This is an application of the “union-by-size / small-to-large heuristic”. Simply put, if the balls in box \(a\) are never more than the balls in box \(b\), you could simply move the balls one by one, and each ball will not move more than \(O(\log N)\) times, as each time it moves, the number of balls in the new box is at least twice that of the old box, and there are no more than \(N\) balls in total.

To solve the original problem, if box \(a\) has more balls than box \(b\), we could swap the two boxes before merging. Most languages have set data structures that store the bulk of their data on the “memory heap”, while having only a small amount of data, like pointers and size, in the array that contains the sets; so swapping merely swaps the pointer/size data and not the individual elements of the sets; so we could accomplish this swap in \(O(1)\).

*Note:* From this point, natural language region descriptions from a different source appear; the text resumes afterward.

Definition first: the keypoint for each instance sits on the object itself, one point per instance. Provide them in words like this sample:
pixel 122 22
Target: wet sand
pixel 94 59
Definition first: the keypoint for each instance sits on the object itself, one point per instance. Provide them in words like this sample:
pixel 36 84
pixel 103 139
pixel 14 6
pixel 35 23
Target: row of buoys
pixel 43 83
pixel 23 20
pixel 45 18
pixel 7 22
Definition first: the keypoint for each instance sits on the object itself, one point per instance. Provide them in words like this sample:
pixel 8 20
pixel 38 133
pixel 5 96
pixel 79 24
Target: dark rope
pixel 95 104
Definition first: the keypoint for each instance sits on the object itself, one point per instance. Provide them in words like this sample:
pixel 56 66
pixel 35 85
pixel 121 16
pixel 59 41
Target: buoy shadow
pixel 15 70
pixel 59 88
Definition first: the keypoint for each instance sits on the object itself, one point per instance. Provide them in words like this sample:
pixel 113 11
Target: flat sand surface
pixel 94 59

Note that if we store the colors instead of the balls directly (as we can then query the size of the set directly), some entries could be “lost” during merging; however, this would not slow down the solution, as it means we might move fewer entries than expected by the heuristic, but never more.

If we use ordered sets to store the colors, each ball move could cost \(O(\log N)\), so the problem is solved in \(O(N \log ^2 N)\). It can also be solved in \(O(N \log N)\) using an unordered set (hash set), though be sure to use a well-distributed / randomized hash function.

Link to similar problem: ABC 279 F: BOX